I have files encrypted with rclone. Suppose that rclone is discontinued, or the encryption algorithm is updated, and I have files encrypted with old versions of the rclone.
I have NACL library installed and have master key (password 1 and 2). How can I extract the "nonce" from each file and decrypt that based on nacl_secretbox(masterkey, nonce), directly without using rclone?
If rcloe developers tell us how to extract the nonce, magic number and data from an encrypted file, then I guess we can use ANY program that wraps nacl library.
Yes, sure, we can read the code and the RFC4648 data format. I thought it would be faster if someone has done it already, to point out the steps.
A 100 lines stand-alone Go program that parses the data, IV and calls the nacl would be valuable to have. It could also be even integrated as "rclone decrypt FILE" "rclone dump FILE" (to output IV, magic and data).
Right now this could be done if I download from remote. It seems convoluted to decrypt from a local-crypt:
[local]
type = local
[local-crypt]
type = crypt
remote = local:/home/xxxx/test
filename_encryption = standard
directory_name_encryption = true
password = xxxx
password2 = xxxx
This doesn't seem to work for me (with mounting, etc). But again, the best is to have that 100 lines code and not to rely on an ever-changing code base.
(I add that I just learned about rclone and it could well be that I am missing many things here).
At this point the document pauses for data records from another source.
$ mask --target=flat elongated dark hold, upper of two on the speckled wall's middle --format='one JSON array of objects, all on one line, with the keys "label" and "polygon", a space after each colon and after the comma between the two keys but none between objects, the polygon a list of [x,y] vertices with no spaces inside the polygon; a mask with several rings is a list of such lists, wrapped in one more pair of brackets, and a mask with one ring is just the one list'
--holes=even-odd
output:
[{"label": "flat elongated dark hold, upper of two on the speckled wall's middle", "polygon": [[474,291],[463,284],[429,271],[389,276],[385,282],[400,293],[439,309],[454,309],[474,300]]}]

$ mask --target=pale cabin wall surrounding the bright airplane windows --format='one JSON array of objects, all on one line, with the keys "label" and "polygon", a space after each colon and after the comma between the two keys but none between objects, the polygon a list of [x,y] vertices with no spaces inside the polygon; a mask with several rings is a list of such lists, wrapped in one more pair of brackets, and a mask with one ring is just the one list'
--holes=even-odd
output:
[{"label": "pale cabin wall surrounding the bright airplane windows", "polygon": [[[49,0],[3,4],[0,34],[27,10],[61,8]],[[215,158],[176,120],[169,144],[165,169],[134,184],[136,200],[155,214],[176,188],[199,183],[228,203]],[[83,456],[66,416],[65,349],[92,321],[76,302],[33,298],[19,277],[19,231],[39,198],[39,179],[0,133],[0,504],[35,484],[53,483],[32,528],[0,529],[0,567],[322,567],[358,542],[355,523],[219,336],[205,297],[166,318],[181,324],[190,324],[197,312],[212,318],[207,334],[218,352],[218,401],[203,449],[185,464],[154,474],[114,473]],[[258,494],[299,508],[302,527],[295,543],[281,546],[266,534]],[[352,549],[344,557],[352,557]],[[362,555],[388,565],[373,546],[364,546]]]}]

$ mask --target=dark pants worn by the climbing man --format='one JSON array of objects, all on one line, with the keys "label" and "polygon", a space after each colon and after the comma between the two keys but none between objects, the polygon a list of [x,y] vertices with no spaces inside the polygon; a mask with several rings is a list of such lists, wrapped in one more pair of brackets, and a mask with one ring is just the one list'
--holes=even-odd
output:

Thank you for your answer. However, I know I can do it from the rclone CLI, and I know how to do it. What I was asking was if there was a way or a tool to decrypt rclone-encrypted files locally? PrepaidGiftBalance
You can use rclone to decrypt files locally as well. You mean 'another tool'? Someone wrote a chrome extension before. You don't 'need' rclone to do it. That being said I dont think many people have bothered writing anything because rclone does it very well for most use cases.
it might be useful to decrypt a crypted file/folder without having to have a remote.
and vice-verse, to encrypt a file/folder without having a remote
perhaps --encrypt-local that would accept a local file/folder
perhaps --decrypt-local that would accept a local file/folder
i have a python script that i use for my copying and backup, using 7zip, fastcopy and of couse rclone.
i have a command line function that will encypt and decrypt text and/or files.
but with the above flags, i could use rclone instead.